The UFC Is Killing the Lightweight Division

Jesse MotiffSenior Analyst IJanuary 25, 2010

LOS ANGELES, CA - APRIL 07:  UFC Fighter BJ Penn arrives at the 1st Annual Epiphone Revolver Golden Gods Awards at the Club Nokia on April 7, 2009 in Los Angeles, California.  (Photo by Michael Buckner/Getty Images)
Michael Buckner/Getty Images

BJ Penn is unquestionably the top lightweight fighter in the UFC. He has dominated his fellow 155-pound fighters as easily as any champion currently fighting in the world today.

Every time Dana White and company throw a new contender his way, he methodically stalks his opponent and decimates them with succinct striking and world-class jiu-jitsu.

In his last four fights in the division, he has choked out Joe Stevenson and Kenny Florian while stopping fights with Sean Sherk and Diego Sanchez due to striking.

Penn will face Frankie Edgar at UFC 112 in April. Edgar and Gray Maynard were picked by the UFC as the newest threats to win the Lightweight title. No fan with any significant knowledge of the sport gives either man any shot against The Prodigy.

White and company refuse to give a fighter like Florian a second chance so soon, saying he's had his chance and he needs to reestablish himself as a top contender.

Even highly thought of newcomer to the UFC, Takanori Gomi, must first prove himself against a top contender before getting a shot at the champion. Many believe that Gomi could have defeated Penn a few years ago, but he may now be past his prime and unable to beat Penn.

Even if he is past his prime, Gomi will at least be a new face to the division and the fight could be built up and become quite profitable for the UFC.

The problem comes after the fight, and if Penn is victorious once again. He'll have then beaten every conceivable contender and it would seem unlikely for any rematch to give him much of a challenge.

The UFC needs to capitalize on having a champion like Penn. Having him face subpar competition like Frankie Edgar or Gray Maynard does nothing to build up his legacy. To become an all-time great like he wants, the UFC needs to consider shaking things up for the champion.

One option would be to consolidate the lightweight division of the WEC.

Champion Benson Henderson, along with top contenders Jamie Varner and Donald Cerrone, would at the very least add extra depth to the division. The three have had some exciting matches between them, and potential matches with Penn would all be intriguing. Penn would be the unquestioned favorite in each match, but none of them would fare any worse than Edgar or Maynard.

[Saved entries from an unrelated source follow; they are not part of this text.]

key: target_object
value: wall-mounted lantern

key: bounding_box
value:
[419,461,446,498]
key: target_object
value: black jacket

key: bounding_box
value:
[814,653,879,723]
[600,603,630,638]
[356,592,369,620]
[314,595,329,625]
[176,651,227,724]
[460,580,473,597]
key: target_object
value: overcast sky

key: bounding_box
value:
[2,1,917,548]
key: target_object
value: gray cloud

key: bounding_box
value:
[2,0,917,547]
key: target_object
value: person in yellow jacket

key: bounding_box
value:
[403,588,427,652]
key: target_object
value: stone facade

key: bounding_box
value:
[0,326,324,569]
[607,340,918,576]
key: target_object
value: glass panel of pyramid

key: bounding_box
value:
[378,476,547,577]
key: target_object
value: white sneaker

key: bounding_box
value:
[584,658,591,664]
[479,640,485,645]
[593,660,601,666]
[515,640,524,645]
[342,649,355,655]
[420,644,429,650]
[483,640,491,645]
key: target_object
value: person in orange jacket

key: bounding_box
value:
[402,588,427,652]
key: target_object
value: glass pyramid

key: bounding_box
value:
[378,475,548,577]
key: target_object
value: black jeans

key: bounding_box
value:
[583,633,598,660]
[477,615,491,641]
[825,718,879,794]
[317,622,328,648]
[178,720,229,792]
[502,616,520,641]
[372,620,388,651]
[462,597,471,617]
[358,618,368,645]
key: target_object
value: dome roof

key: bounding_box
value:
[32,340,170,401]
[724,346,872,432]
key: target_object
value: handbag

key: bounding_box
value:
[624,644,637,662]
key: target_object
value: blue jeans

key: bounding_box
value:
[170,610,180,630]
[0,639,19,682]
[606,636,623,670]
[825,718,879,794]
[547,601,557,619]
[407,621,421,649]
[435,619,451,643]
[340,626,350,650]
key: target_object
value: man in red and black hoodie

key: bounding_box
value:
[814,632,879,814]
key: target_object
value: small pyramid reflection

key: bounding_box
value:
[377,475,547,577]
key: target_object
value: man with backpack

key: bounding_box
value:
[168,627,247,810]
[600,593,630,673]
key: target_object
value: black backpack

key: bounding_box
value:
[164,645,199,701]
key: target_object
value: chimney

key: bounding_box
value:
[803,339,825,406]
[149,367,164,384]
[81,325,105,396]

The WEC could then add a 125-pound division and even start up a women's division to go along with their current 135 and 145-pound weight classes. Those two weight classes are already the anchor of the promotion anyway, so their major stars (Urijah Faber and Miguel Angel Torres) would still be in the company.

Another option for Penn would be to vacate the Lightweight title and move up to the Welterweight division.

Penn could leave the division tomorrow and still be considered one of the best ever at 155 pounds. If any fighter ever stepped up their game enough where Penn thought they were a legitimate threat, he could easily drop back down for the challenge.

There are several fights at 170-pounds that would be quite interesting for the Hawaiian Kid. The obvious one would be a third fight with Georges St. Pierre. The two will likely meet one more time somewhere in the future, but not anytime in the next year or so.

Fights with Jon Fitch, Thiago Alves, and Josh Koscheck would all be huge draws for the UFC, and each could pose a challenge for Penn.

There is a chance GSP could leave the Welterweight division and move up a weight class himself. If that were to happen, Penn could very easily sit atop to different weight classes and cement his place in history that he so deeply desires.

To achieve greatness, one must also face greatness. BJ Penn is in danger of no longer being great, but it isn't his fault. He needs to face great competition and not just every fighter Dana White can pull from a relatively weak division. Penn needs to refocus his priorities so that, in the future, the choices he makes now don't tarnish a Hall of Fame legacy.